7) Les retombées du Plan S
Il y a plus d’une décennie qu’on croit régulièrement, à tort, être arrivé au point de basculement pour l’édition scientifique: c’est-à-dire le moment où suffisamment de chercheurs accepteront de publier en « accès libre », plutôt que dans des revues qui ne sont accessibles que par de coûteux abonnements. Chaque fois, la résistance des éditeurs, pour qui il s’agit d’un marché très lucratif, mais aussi la résistance des chercheurs, qui ne sont pas prêts à sacrifier la notoriété associée à ces revues, a fait reculer l’échéance. Or, en septembre dernier, 11 organismes subventionnaires dans autant de pays européens ont annoncé un plan — le plan s — visant à rendre, d’ici deux ans, toute la recherche scientifique financée par leurs soins, accessible gratuitement dès sa publication. Le mouvement pourrait s’accompagner d’un véritable déplacement de plaques tectoniques: l’abandon progressif du « facteur d’impact » — le nombre de fois qu’une recherche et une revue sont cités — comme critère principal, voire exclusif, pour évaluer la « performance » d’un chercheur.
8) Premiers pas vers la géoingénierie
Le terme restera toujours aussi controversé en 2019 que dans les années 2000, quand on a tout doucement commencé à l’évoquer — cette possibilité de « jouer avec le thermostat de la planète » dans le but de ralentir le réchauffement. Mais controversé ou pas, il est possible que les scientifiques américains derrière la Stratospheric Controlled Perturbation Experiment obtiennent l’autorisation d’une première expérience à petite échelle: répandre dans la stratosphère des panaches de 100 grammes de particules ressemblant à de la craie, afin d’observer comment ils se dispersent. En théorie, répandus à (très) grande échelle, de tels panaches réduiraient la quantité de rayons du soleil qui atteignent la Terre, ralentissant du coup le réchauffement climatique. Mais il subsiste plusieurs questions en l’air, c’est le moins qu’on puisse dire.
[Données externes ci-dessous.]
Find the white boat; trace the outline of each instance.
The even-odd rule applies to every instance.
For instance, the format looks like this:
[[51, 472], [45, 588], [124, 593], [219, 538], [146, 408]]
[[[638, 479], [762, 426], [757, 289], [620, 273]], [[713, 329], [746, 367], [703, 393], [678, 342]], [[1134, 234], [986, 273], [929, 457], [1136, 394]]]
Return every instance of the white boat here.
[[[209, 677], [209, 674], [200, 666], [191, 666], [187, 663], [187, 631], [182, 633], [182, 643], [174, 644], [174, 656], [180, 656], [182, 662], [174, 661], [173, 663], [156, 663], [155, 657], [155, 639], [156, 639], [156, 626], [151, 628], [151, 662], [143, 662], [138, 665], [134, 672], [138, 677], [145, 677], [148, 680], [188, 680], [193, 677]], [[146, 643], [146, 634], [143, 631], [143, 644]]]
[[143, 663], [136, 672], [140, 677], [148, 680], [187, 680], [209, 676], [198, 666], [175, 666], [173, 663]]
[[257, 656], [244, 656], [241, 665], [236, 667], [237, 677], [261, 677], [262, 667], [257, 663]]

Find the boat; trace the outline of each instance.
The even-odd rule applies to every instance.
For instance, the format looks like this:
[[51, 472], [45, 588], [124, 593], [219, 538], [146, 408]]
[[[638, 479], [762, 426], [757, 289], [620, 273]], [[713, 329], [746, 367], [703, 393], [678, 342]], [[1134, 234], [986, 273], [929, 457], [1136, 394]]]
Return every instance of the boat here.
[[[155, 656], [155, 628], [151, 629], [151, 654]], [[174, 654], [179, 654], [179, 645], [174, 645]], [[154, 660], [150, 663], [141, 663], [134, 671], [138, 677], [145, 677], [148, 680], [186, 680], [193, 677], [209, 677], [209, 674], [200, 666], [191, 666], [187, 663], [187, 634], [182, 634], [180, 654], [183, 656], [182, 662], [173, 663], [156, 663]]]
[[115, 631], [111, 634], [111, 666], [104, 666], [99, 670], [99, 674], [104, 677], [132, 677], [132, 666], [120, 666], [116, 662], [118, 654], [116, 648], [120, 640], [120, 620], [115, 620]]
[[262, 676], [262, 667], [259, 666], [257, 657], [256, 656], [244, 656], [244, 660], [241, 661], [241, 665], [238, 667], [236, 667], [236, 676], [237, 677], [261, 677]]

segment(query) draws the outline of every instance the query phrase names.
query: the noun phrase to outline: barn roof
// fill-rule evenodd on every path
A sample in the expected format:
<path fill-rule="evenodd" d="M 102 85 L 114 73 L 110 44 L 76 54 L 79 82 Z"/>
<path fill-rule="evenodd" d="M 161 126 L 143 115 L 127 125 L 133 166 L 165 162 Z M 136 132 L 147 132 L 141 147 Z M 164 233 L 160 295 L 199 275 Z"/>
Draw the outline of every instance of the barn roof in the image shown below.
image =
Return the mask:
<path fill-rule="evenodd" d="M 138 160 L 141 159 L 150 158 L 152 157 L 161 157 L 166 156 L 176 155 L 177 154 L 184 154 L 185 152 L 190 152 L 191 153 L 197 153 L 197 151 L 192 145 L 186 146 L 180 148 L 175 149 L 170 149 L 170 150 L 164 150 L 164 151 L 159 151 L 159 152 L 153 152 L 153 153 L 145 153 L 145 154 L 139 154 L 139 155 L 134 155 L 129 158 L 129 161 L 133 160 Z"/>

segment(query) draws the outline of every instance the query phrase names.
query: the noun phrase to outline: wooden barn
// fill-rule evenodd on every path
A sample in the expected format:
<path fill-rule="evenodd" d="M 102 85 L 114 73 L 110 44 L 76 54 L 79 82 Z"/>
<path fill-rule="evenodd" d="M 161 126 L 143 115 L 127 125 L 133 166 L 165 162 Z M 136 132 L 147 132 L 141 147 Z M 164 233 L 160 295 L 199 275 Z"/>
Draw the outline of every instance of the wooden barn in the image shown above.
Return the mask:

9) Des ondes gravitationnelles tous les mois
Il avait fallu un siècle avant de détecter nos toutes premières ondes gravitationnelles, en 2015. À présent, l’observatoire LIGO (Laser Interferometer Gravitational-Wave Observatory), qui se prépare à se lancer dans une troisième vague d’observations, prévoit qu’on pourrait en détecter des nouvelles à peu près tous les mois. Elles ne sont pas juste des perturbations de l’espace-temps provoquées par des événements aussi lointains que violents: elles pourraient devenir un outil pour détecter des phénomènes astronomiques actuellement invisibles aux yeux des télescopes ou inaudibles aux oreilles de la radio-astronomie.
10) Les fausses nouvelles en science et en santé
Cette prédiction est-elle aussi facile: en 2019, les climatosceptiques, les anti-vaccins et même les partisans de la Terre plate, ne lâcheront pas le morceau. Reste à voir si le « facteur d’impact » des médias crédibles, des journalistes scientifiques et des vérificateurs de faits, pourra être augmenté.